There are two kinds of shocks that could tear up this scenario and both present a tail risk against which central banks and investors might wish to insure.
The first is a global financial meltdown. This scenario, while not probable, cannot be ruled out. The opaque $6,200bn (€4,346bn, £3,506bn) market for credit default swaps remains as risky today as it was a year ago. The primary danger would be a chain reaction of non-payments that could lead to huge uncovered exposures by some investors. If you think that hedge funds have escaped the crisis, just think about what would happen if the credit default swap market imploded. It is a huge but distant risk.
The other threat to the baseline scenario is at least as destructive, and somewhat more probable. It is a dollar crisis.
Given the recent movements of exchange rates, it might be easy to dismiss this possibility. The fall in the oil price has reduced pressure on the world's most important bilateral exchange rate – the dollar/euro rate. But this is mostly a belated recognition in financial markets that the eurozone economy is also going through a weak patch.
The fundamental reasons for a strong euro all remain in place: a large and persistent differential in short-term interest rates; higher US inflation and expectations of long periods of slow US growth.
I would expect the current interest rate differential to remain in place, or even to increase, unless the economic situation in the eurozone deteriorated sharply. Last week's tough statement by Jean-Claude Trichet, president of the European Central Bank, should serve as a warning not to take an early interest rate cut for granted. The ECB may even raise rates if the much-predicted slump does not come and inflation remains sticky.

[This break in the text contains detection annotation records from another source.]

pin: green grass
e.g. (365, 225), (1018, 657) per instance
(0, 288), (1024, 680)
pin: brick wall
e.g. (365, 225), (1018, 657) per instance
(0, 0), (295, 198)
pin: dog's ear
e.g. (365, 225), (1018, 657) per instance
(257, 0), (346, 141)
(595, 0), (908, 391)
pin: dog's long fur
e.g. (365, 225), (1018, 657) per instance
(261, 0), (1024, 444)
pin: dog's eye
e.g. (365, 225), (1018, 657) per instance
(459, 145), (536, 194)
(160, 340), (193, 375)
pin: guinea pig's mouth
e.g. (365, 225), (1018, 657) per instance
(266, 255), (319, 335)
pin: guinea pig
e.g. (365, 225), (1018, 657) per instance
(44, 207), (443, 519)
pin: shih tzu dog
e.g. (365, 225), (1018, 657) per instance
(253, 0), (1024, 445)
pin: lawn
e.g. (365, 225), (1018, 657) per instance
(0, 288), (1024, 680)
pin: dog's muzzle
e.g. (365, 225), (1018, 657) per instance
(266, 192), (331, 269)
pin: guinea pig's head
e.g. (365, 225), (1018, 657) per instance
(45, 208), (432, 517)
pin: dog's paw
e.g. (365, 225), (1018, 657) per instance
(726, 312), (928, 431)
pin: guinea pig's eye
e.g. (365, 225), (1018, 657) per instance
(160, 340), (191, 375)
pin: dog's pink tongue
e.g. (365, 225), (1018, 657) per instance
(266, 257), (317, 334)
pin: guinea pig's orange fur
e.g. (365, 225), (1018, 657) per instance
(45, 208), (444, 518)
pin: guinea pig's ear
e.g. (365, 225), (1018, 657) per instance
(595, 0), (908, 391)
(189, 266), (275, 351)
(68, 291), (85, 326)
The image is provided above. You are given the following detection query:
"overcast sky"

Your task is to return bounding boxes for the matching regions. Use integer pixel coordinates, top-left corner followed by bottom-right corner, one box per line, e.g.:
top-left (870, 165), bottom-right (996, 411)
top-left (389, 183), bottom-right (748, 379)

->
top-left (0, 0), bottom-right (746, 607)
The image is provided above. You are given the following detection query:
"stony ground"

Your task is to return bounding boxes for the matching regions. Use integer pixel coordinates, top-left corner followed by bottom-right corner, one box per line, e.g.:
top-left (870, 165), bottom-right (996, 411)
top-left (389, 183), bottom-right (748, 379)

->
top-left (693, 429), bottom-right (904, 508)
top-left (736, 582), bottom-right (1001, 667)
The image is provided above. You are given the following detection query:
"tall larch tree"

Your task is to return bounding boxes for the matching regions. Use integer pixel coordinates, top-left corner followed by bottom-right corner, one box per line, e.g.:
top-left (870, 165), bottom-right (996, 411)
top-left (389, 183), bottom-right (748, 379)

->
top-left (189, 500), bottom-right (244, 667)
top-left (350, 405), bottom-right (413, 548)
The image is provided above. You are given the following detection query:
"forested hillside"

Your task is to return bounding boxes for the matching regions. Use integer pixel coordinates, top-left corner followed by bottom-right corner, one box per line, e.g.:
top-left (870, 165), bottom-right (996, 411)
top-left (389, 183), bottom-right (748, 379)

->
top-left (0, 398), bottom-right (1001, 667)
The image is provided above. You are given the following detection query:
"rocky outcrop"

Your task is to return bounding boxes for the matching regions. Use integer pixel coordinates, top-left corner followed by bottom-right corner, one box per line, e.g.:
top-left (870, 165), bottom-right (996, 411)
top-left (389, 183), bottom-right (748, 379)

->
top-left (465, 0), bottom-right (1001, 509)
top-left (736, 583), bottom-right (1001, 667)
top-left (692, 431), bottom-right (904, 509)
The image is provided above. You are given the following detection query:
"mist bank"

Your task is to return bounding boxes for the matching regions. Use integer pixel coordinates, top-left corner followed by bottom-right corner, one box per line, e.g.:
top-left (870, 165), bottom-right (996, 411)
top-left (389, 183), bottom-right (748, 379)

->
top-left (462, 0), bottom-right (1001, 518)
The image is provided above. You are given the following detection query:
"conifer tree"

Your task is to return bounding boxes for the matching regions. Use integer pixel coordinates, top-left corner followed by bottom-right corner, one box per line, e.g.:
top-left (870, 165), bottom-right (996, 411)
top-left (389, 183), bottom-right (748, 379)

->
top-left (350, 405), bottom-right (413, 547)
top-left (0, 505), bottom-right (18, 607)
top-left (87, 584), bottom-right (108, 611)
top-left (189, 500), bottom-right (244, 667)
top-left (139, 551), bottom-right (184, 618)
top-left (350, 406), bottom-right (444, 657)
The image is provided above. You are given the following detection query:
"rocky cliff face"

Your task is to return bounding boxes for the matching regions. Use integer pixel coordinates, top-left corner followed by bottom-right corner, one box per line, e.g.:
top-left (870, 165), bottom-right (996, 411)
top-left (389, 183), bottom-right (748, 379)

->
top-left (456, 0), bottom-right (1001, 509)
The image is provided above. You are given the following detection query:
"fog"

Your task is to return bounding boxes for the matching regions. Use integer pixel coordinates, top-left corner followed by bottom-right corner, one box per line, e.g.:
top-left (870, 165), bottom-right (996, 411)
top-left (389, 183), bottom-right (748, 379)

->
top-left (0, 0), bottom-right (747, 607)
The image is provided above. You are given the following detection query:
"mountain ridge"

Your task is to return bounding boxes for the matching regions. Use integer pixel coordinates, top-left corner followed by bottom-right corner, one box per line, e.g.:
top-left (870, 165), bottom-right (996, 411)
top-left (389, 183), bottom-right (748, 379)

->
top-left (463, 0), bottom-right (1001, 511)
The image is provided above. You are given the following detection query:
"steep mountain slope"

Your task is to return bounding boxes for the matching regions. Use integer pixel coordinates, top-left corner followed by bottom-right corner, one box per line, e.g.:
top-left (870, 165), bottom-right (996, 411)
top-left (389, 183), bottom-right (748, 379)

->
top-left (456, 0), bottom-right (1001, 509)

By contrast, the Federal Reserve will either maintain the present level of interest rates for a long time, or even cut it as the jobless rate edges up a few further decimal points. It is not completely unrealistic to expect a fiscal expansion in the US after the presidential election, no matter who wins. With monetary policy as it is now, and in the absence of a crash in global growth, global and US inflation rates could easily rise.
What then? This is the scenario that could give rise to our second tail risk. If US inflationary expectations were to go up to 4 or 5 per cent, we might see an exodus of global investors from the US, forcing an abrupt and destructive adjustment of the US current account deficit.
We have heard time and again that global investors collude as they have an interest to prevent such an outcome, but this is a silly conspiracy theory. Some recent research* by the economists Harald Hau and Hélène Rey suggests that global investors might be inclined to switch out of dollars much faster than some people believe.
The result would be a toxic feedback loop of a falling US dollar, rising US inflation and real financial disturbance of a kind we have not yet seen. It would lead to a huge increase in dollar market interest rates, bank failures and a recession – of the type where nobody would argue whether it fulfils the technical criteria or not. This scenario would constitute a huge crisis for Europeans as well, who would be cracking up under the weight of an overshooting exchange rate.
I am not predicting this scenario either. But given the present set of policies in the eurozone and the US, there is a non-trivial and not too distant tail risk of such a calamitous event. It may also be one worth insuring against.